Verbraucherinnen und Verbraucher nehmen nicht direkt am Emissionshandel teil. Laut der Bundeszentrale für politische Bildung kann der Emissionshandel für sie aber zu höheren Preisen führen, denn Lieferanten können die Mehrkosten an Kundinnen und Kunden weitergeben.

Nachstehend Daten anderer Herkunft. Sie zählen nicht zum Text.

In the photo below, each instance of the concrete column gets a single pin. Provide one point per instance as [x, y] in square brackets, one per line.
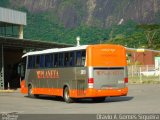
[21, 32]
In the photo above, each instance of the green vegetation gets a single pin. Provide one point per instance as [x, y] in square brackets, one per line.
[46, 26]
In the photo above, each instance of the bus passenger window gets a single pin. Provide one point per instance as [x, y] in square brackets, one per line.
[49, 60]
[61, 59]
[42, 61]
[78, 58]
[37, 65]
[31, 62]
[66, 59]
[83, 58]
[72, 60]
[55, 60]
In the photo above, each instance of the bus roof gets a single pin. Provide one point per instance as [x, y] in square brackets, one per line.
[55, 50]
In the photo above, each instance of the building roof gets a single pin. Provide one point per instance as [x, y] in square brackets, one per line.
[12, 16]
[56, 50]
[32, 44]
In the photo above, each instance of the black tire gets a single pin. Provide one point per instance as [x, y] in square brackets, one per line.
[30, 91]
[99, 99]
[66, 96]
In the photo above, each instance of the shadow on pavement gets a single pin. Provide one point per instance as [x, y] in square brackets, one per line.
[107, 100]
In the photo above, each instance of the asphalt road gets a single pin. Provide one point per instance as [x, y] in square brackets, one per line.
[141, 99]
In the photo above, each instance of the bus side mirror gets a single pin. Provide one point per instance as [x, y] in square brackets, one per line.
[20, 70]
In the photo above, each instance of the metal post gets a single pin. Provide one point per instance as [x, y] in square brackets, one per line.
[1, 68]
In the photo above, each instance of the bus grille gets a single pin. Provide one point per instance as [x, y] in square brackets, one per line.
[80, 87]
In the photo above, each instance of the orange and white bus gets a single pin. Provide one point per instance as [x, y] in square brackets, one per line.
[87, 71]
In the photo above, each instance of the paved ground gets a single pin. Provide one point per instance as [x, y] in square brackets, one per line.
[141, 99]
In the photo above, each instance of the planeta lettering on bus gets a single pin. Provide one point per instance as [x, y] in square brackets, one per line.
[42, 74]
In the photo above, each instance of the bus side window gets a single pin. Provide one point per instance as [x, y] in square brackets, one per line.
[55, 60]
[66, 59]
[72, 59]
[83, 58]
[37, 65]
[31, 62]
[42, 61]
[78, 58]
[61, 60]
[49, 60]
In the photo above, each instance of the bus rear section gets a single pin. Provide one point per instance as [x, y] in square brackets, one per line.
[107, 71]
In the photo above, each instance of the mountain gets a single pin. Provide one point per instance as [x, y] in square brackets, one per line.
[103, 13]
[93, 20]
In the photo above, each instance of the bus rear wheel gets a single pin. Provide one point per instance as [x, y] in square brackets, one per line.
[66, 96]
[30, 92]
[99, 99]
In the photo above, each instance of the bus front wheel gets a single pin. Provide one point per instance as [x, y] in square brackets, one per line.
[30, 91]
[66, 96]
[99, 99]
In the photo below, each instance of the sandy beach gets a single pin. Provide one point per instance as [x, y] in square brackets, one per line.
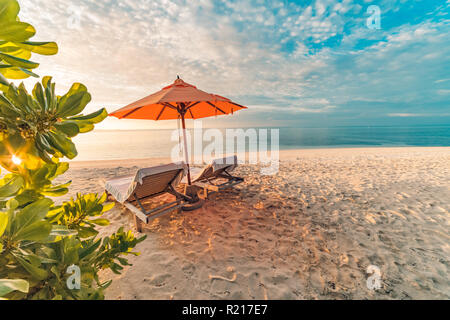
[309, 232]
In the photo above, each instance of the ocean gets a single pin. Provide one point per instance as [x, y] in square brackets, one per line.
[137, 144]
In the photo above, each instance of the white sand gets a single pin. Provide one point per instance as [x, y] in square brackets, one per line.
[309, 232]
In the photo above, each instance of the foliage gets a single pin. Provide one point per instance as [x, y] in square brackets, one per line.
[15, 47]
[41, 240]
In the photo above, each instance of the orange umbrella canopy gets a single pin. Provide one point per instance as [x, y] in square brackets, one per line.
[180, 99]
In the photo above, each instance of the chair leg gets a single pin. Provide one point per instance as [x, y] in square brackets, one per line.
[137, 223]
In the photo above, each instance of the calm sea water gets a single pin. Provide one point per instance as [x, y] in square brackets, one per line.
[109, 145]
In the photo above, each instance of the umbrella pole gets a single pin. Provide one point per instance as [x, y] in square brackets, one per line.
[186, 155]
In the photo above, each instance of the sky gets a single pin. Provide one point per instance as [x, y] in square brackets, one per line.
[314, 63]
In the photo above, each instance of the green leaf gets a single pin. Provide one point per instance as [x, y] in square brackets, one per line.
[10, 285]
[63, 231]
[3, 223]
[32, 213]
[100, 222]
[11, 187]
[62, 144]
[73, 104]
[84, 126]
[44, 48]
[69, 128]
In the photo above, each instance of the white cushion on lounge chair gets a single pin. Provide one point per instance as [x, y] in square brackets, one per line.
[197, 173]
[121, 188]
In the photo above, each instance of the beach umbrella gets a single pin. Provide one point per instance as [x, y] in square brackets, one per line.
[182, 101]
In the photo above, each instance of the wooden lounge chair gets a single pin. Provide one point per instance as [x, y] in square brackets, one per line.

Die Bundesregierung schrieb bereits im November 2020, dass der CO2-Preis fossile Brennstoffe teurer mache. „Damit wird die Nutzung klimaschonender Technologien wie Wärmepumpen und Elektromobilität, das Sparen von Energie und die Nutzung erneuerbarer Energie lohnender.“ Genau auf diesen Mechanismus bezieht sich die Aussage von Robert Habeck: Steigen die CO2-Preise, wird es teurer, mit fossilen Brennstoffen wie Öl oder Gas zu heizen. Dann, folgt man der Logik des Ministers, rentiert sich eine CO2-freie Heizung, die erneuerbare Energien verwendet, wie beispielsweise eine Wärmepumpe, schneller. Gegenüber der WAZ sagte er: „Die Preise für Erdgas und Heizöl werden ab 2027 durch den EU-Emissionshandel kontinuierlich steigen.“
Warum ab 2027? Damit bezieht sich Habeck auf ein Vorhaben der EU. Dieses sieht vor, den Emissionshandel ab dem Jahr 2027 um ein zusätzliches und eigenständiges Emissionshandelssystem für Gebäude, den Straßenverkehr und Brennstoffe zu erweitern (ETS2). Auf europäischer Ebene kalkulierte das Fraunhofer ISI, an dessen Berechnungen sich das BMWK orientierte, mit einem CO2-Preis für die Sektoren des EU Emissionshandels (unter anderem Stromerzeugung) von 150 Euro pro Tonne ab dem Jahr 2030. Für alle anderen Sektoren (unter anderem Wärme) mit 115 Euro.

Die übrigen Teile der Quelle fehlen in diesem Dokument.